We changed the description of the figure:
The patient was treated with volumetric arc therapy (VMAT). Dose distribution in the transverse and sagittal planes is shown as a dose wash colour. The minimum dose is set to 35 Gy. There was a dose decrease in the proximity of the intestine (the minimum dose in PTV was 30Gy). Colours legend: orange, liver; green, bowel, cyan – left kidney; blue, right kidney, magenta – vessels, red – GTV/PTV.
Response 5.
- Figure 7, Figure legends, page 5
The abbreviation, “OAR” is used in the first appearance. It seems to be incomprehensible to non-radiation oncologists. Please spell it in the full.
Response 6.
Thank you for this comment. We add the explanation.

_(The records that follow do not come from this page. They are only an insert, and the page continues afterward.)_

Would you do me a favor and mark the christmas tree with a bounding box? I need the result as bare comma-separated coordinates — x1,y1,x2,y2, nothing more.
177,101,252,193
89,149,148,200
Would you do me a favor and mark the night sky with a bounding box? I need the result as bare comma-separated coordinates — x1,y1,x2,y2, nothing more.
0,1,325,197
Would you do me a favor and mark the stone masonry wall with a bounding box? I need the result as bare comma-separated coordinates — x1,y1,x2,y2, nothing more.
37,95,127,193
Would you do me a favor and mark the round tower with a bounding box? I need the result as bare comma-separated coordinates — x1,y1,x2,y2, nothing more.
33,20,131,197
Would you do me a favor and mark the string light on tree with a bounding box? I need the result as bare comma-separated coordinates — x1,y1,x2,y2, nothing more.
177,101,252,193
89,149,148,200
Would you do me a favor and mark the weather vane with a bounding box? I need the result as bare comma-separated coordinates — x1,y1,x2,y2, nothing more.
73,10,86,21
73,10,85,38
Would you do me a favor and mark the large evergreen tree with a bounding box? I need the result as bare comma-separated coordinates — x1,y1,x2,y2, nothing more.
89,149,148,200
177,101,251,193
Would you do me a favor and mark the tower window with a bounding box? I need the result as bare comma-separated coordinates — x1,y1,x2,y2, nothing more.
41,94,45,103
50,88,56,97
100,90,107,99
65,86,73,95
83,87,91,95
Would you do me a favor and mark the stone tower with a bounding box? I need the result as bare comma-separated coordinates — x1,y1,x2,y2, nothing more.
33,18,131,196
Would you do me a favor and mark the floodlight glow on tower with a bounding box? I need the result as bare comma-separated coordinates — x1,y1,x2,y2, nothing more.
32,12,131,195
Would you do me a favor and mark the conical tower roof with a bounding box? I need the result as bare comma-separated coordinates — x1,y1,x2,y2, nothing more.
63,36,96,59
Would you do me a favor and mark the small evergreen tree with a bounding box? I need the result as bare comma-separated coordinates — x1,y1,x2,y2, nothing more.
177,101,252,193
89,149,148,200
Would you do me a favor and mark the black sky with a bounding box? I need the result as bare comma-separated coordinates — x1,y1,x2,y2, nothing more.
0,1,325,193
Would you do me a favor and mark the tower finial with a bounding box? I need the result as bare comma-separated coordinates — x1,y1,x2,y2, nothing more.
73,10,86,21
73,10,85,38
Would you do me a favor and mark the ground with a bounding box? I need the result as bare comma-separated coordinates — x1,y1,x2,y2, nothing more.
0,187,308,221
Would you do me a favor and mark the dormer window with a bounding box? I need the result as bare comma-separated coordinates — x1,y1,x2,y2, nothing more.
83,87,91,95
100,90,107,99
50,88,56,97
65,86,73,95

The dose is shown as a wash colours. The minimum dose is set at 28.5 Gy. Dose decrease in OAR (organ at risk) volume, such as intestines, duodenum, spinal cord, liver, and stomach, in line with international guidelines for doses to these organs. Colours legend: yellow/green – duodenum, blue bowel, magenta – stomach, red – GTV/CTV/PTV.
Round 2
Reviewer 1 Report
Comments and Suggestions for AuthorsI think this version is eligible for publication.
Author Response
Thank you very much for your review.
Reviewer 2 Report
Comments and Suggestions for AuthorsIt was remarkably refined by the revision. However, there is still one point that should be corrected as mentioned below.
1. Figure 2
“…volumetric arc therapy (VMAT)…” It should be “volumetric modulated arc therapy”, shouldn’t it? Please correct it.
In addition, was the second case also treated with VMAT? Please clarify it.
Comments on the Quality of English LanguageOverall, it seems good.
Author Response
Thank you very much for your review and very helpful suggestion.
Comments 1.
- Figure 2
“…volumetric arc therapy (VMAT)…” It should be “volumetric modulated arc therapy”, shouldn’t it? Please correct it.
In addition, was the second case also treated with VMAT? Please clarify it.
Response 1.
We agree with this comment.
We changed : The patient was treated with volumetric modulated arc therapy (VMAT).
The second patient was also treated with VMAT and we added this in figure 7.